“Significant achievements have transformed human life across a diverse number of sectors (for example Aerospace & Defence, Automotive, Construction, Energy, Transportation, Consumer Electronics, IT, Pharmaceutical & Healthcare and Telecommunications). More recently, the associated systems have grown in terms of their complexity and inter-connectedness. The sheer rate of change and interdependence of these systems is now putting at risk our ability to fully understand and predict their behavior. Exploiting systems engineering and the associated tools/techniques will be crucial if we are to manage future complex systems … Model based systems engineering (MBSE) is a step in this direction but has a long way to go; indeed, very few if any of the MBSE tools provide a completely traceable route through from requirements to implementation.”
Roy S. Kalawsky, “The Next Generation of Grand Challenges for Systems Engineering Research” (Source: Sciencedirect.com)
Requirements are fundamentally a means to an end—the things from which great products are born. All roads lead to requirements, but traceability is the map that gets you, as Mr. Kalawsky says, “from requirements to implementation.” Jama sits in the middle of the V model, meaning that within Jama you can use traceability to validate and verify within the Vs of each system, subsystem and subsystems of subsystems. However complex and layered the versions, variants and end products are, traceability is the connecting thread that weaves through everything.
Traceability means different things to different engineering teams. With the exception of teams developing regulated technologies, tracing high-level requirements to low-level requirements often isn’t considered or understood.

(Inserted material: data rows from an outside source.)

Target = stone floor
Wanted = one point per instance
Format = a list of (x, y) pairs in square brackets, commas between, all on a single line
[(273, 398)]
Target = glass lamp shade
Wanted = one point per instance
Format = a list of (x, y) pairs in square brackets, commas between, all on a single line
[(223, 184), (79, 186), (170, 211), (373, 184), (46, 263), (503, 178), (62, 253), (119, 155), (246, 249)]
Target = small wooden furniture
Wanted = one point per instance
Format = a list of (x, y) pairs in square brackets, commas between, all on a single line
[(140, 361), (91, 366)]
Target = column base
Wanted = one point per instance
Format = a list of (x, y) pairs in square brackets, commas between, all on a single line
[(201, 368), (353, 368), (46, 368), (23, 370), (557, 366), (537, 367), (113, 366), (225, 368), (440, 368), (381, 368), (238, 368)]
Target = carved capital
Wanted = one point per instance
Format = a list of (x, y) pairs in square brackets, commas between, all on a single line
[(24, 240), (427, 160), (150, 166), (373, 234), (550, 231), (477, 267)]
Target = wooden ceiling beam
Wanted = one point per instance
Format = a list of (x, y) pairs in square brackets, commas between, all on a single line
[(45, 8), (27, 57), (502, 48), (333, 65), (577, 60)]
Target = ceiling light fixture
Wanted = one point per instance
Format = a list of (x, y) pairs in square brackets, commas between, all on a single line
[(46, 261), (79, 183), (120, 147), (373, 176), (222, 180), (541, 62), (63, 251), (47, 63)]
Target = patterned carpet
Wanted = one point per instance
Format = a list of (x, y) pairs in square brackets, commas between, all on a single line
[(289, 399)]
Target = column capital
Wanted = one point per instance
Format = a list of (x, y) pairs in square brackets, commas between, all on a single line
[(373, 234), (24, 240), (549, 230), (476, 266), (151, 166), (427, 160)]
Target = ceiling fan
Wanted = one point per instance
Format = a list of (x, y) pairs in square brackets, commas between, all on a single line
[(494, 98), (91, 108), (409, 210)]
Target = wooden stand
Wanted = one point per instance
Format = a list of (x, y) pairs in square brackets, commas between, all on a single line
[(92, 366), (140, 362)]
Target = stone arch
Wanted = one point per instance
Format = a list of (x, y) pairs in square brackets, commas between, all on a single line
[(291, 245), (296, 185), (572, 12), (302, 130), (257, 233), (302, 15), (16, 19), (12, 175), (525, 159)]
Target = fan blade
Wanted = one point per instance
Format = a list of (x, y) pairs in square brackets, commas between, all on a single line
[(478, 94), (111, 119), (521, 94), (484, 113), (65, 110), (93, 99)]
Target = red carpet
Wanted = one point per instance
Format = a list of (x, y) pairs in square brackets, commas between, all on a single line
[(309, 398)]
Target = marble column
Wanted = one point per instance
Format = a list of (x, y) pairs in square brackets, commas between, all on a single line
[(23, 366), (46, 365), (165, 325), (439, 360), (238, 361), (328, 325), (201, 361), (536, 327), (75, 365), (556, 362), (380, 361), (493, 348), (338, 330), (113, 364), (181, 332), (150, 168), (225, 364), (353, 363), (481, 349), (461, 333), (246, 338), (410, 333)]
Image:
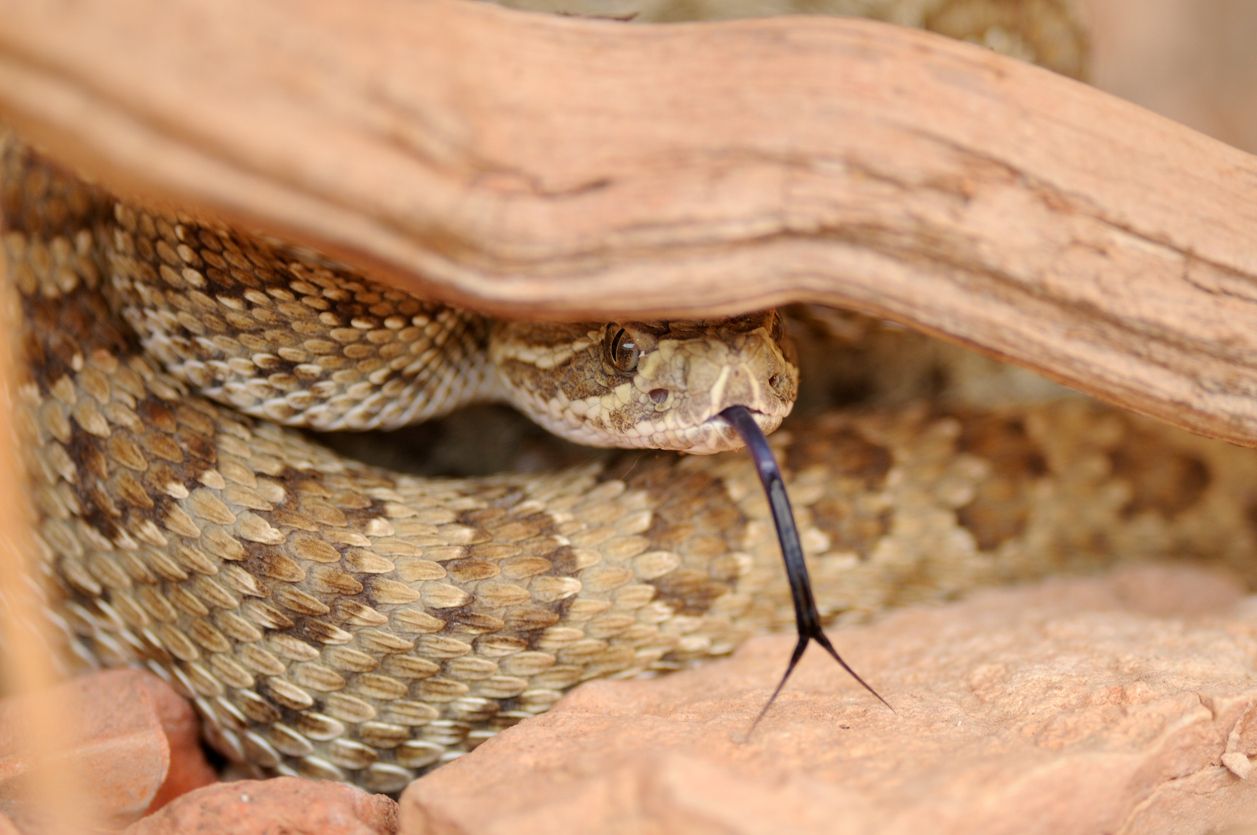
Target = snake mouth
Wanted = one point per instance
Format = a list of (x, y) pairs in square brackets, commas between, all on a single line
[(718, 435)]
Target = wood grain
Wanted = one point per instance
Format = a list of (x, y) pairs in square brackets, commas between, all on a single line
[(562, 167)]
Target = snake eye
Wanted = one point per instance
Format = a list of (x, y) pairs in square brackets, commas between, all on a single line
[(622, 351)]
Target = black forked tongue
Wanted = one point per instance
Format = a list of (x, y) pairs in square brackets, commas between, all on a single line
[(806, 616)]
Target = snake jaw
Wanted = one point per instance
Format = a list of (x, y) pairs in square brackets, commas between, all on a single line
[(665, 392)]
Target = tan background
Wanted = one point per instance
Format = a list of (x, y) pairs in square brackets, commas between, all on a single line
[(1193, 60)]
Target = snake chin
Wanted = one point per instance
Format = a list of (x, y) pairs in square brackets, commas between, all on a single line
[(649, 385)]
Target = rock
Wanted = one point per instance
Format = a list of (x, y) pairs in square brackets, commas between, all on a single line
[(135, 746), (1076, 706), (288, 805)]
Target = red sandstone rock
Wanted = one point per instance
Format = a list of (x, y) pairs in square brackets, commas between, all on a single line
[(285, 805), (135, 745), (1075, 706)]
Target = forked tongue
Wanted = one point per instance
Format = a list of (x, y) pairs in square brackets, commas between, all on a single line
[(807, 619)]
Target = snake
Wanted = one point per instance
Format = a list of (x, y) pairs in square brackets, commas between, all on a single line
[(337, 618)]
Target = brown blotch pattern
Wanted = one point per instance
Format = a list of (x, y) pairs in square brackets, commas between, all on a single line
[(1002, 503), (847, 514), (1162, 479)]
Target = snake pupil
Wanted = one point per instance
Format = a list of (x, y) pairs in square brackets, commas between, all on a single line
[(624, 352)]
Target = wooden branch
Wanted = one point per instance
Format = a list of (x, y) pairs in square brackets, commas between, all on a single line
[(562, 167)]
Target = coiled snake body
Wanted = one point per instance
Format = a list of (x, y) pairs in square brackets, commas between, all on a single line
[(341, 620)]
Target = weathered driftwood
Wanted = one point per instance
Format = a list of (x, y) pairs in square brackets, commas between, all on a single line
[(567, 169)]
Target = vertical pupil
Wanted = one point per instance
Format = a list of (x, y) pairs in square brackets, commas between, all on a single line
[(624, 351)]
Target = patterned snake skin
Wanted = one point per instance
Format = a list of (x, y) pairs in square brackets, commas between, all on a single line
[(337, 619)]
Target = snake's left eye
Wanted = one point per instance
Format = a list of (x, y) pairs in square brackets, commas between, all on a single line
[(622, 351)]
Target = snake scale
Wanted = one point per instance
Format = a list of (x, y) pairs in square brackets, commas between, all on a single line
[(337, 619)]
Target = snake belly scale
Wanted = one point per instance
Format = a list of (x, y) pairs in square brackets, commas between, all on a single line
[(340, 620)]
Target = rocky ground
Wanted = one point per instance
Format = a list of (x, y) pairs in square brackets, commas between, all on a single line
[(1118, 703)]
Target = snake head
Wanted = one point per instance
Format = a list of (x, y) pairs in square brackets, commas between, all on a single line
[(655, 385)]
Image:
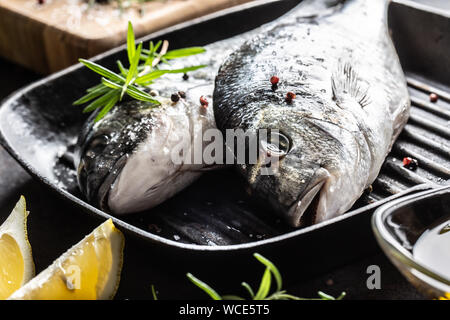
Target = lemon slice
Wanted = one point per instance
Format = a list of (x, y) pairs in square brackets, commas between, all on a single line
[(90, 270), (16, 261)]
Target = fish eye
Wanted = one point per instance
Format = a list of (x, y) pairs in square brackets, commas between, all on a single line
[(98, 144)]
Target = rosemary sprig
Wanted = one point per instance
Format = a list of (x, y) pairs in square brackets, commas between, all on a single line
[(143, 70), (263, 292)]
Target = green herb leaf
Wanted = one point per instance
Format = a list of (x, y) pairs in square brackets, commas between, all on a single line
[(122, 69), (187, 69), (210, 291), (272, 268), (102, 70), (114, 85), (131, 46), (264, 287), (141, 95), (132, 71), (185, 52), (111, 84), (249, 289), (325, 296), (232, 297)]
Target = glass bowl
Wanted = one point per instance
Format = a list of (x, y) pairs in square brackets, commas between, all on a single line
[(399, 225)]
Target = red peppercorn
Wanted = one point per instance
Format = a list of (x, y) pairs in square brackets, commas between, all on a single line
[(410, 163), (274, 80), (204, 102), (290, 96), (433, 97)]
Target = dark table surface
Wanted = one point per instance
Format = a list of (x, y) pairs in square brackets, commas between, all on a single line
[(54, 227)]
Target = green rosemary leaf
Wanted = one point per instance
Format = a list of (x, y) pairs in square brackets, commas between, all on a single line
[(264, 287), (249, 289), (210, 291), (111, 84), (95, 87), (100, 89), (122, 69), (272, 268), (102, 70), (325, 296), (141, 95), (341, 296), (151, 76), (100, 102), (232, 297), (111, 103), (131, 46), (157, 45), (133, 69), (181, 53)]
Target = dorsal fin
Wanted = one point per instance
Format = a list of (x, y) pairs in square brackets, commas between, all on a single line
[(345, 84)]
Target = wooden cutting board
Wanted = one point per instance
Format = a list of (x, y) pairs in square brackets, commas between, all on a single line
[(51, 36)]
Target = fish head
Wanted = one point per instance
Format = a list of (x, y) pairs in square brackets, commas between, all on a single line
[(313, 157)]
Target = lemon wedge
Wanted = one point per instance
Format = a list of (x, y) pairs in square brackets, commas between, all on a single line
[(90, 270), (16, 261)]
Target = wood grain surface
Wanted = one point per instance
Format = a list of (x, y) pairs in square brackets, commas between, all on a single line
[(53, 35)]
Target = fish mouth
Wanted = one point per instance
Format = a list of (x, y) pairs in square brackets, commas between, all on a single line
[(303, 211)]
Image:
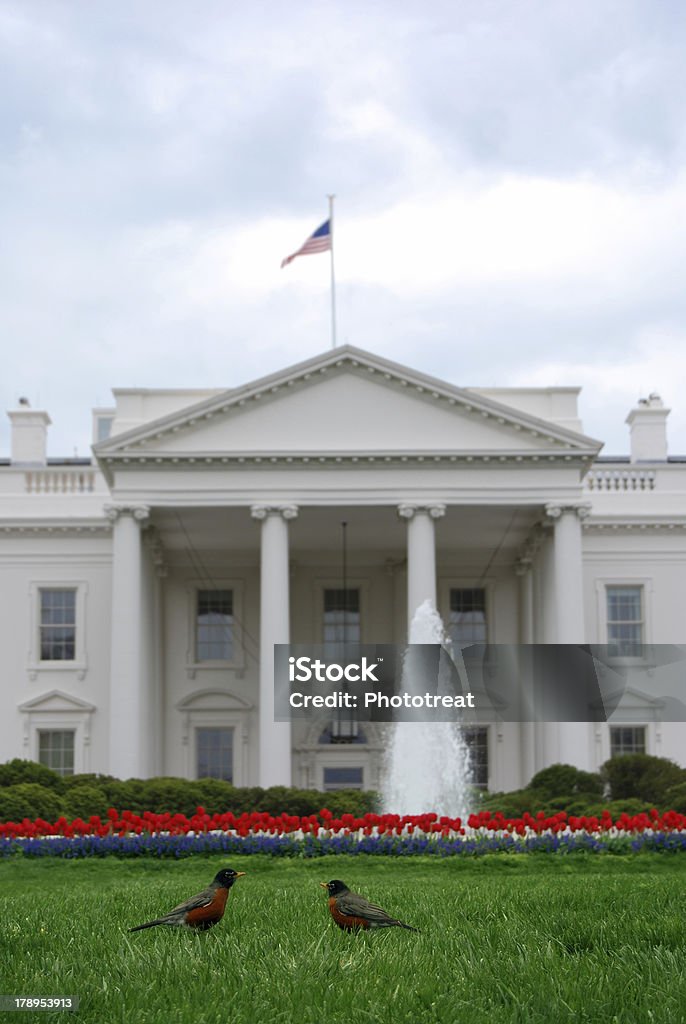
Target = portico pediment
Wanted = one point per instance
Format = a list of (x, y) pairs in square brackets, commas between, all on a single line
[(56, 700), (344, 402)]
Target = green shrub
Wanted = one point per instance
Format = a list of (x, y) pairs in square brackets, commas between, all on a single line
[(84, 801), (641, 775), (16, 771), (675, 799), (512, 804), (559, 779), (215, 795), (176, 796), (631, 806), (28, 800)]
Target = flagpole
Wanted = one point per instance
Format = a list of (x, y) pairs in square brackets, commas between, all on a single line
[(333, 279)]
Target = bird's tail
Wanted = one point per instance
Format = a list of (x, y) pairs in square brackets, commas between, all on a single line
[(148, 924)]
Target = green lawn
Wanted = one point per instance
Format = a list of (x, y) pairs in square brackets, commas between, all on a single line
[(503, 939)]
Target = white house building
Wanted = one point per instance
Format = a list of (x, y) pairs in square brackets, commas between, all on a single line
[(142, 589)]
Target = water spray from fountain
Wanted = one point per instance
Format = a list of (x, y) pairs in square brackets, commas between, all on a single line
[(427, 765)]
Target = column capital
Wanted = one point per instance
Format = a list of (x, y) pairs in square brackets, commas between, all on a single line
[(409, 511), (139, 513), (285, 511), (554, 510), (522, 566)]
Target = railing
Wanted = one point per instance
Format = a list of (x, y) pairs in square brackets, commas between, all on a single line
[(620, 479), (59, 481)]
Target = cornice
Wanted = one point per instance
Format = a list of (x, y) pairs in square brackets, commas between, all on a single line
[(361, 363), (646, 523), (151, 459), (33, 526)]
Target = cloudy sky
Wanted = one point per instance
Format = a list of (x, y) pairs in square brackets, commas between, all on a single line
[(511, 196)]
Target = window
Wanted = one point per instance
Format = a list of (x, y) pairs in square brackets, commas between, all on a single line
[(214, 626), (341, 730), (341, 615), (627, 739), (55, 750), (57, 625), (341, 626), (625, 622), (476, 737), (214, 753), (342, 778), (467, 622)]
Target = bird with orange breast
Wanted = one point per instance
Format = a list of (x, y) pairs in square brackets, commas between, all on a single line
[(202, 910), (352, 912)]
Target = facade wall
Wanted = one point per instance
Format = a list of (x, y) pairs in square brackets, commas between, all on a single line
[(492, 517)]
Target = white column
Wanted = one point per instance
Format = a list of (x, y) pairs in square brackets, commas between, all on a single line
[(568, 584), (524, 571), (127, 685), (421, 554), (274, 628), (567, 742)]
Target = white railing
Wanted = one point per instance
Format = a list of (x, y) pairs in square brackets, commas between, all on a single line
[(620, 479), (60, 481)]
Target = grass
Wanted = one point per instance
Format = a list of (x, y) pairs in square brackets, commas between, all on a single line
[(529, 939)]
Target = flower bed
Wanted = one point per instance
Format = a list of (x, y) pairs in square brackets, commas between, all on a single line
[(129, 835)]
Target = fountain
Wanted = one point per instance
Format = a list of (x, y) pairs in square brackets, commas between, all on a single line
[(427, 764)]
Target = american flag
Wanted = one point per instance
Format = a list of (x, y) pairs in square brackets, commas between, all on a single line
[(318, 242)]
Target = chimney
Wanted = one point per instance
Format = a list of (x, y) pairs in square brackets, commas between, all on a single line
[(647, 425), (30, 432)]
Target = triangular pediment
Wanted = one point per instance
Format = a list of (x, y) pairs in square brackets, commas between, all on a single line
[(345, 401), (213, 700), (56, 700)]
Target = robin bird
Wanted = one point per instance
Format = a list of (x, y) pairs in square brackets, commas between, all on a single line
[(351, 911), (202, 910)]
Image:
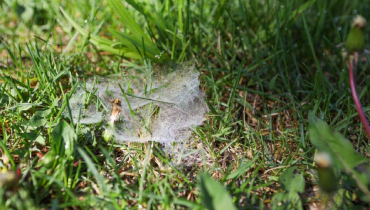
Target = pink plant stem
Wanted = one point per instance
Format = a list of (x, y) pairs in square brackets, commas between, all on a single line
[(355, 96)]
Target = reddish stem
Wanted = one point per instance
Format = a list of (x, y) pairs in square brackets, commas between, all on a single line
[(355, 97)]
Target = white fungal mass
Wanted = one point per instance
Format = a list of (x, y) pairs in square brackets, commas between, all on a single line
[(165, 107)]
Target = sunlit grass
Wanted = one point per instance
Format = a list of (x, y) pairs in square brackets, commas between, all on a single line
[(263, 67)]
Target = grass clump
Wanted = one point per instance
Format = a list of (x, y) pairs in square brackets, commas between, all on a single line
[(262, 65)]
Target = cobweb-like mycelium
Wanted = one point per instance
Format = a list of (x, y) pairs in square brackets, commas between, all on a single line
[(162, 107)]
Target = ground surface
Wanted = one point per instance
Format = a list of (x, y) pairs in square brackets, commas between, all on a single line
[(263, 65)]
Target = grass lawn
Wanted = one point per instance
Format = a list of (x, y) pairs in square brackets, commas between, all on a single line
[(248, 73)]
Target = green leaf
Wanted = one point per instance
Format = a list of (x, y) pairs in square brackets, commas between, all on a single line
[(63, 139), (340, 150), (292, 180), (38, 119), (214, 195), (241, 169), (94, 171), (40, 140), (272, 82)]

This needs more exposure, as the value of traceability is in being able to trace conversations—about trade-offs made, and whether to accept, reject or modify a specific requirement—back to key decisions that provides the missing link. Being able to easily trace through months or years of detailed discussions is what’s lacking in the majority of collaborative engineering efforts.
Embedded systems developers—who must deliver on requirements while juggling multiple interests, competing priorities and numerous constraints—recognize the business value of collaboration. But for many teams that need to partner with business-side stakeholders, collaboration is a recipe for chaos, not order. Critical data and decisions get lost in the review and approval dogpile, and that’s an unacceptable result, particularly for aerospace and defense, automotive, medical device and semiconductor developers.
A united stride toward a shared goal should increase efficiency. But when organizational and product complexity combine, inadequate traceability and collaboration increase opportunities for miscalculations that lead to errors and waste.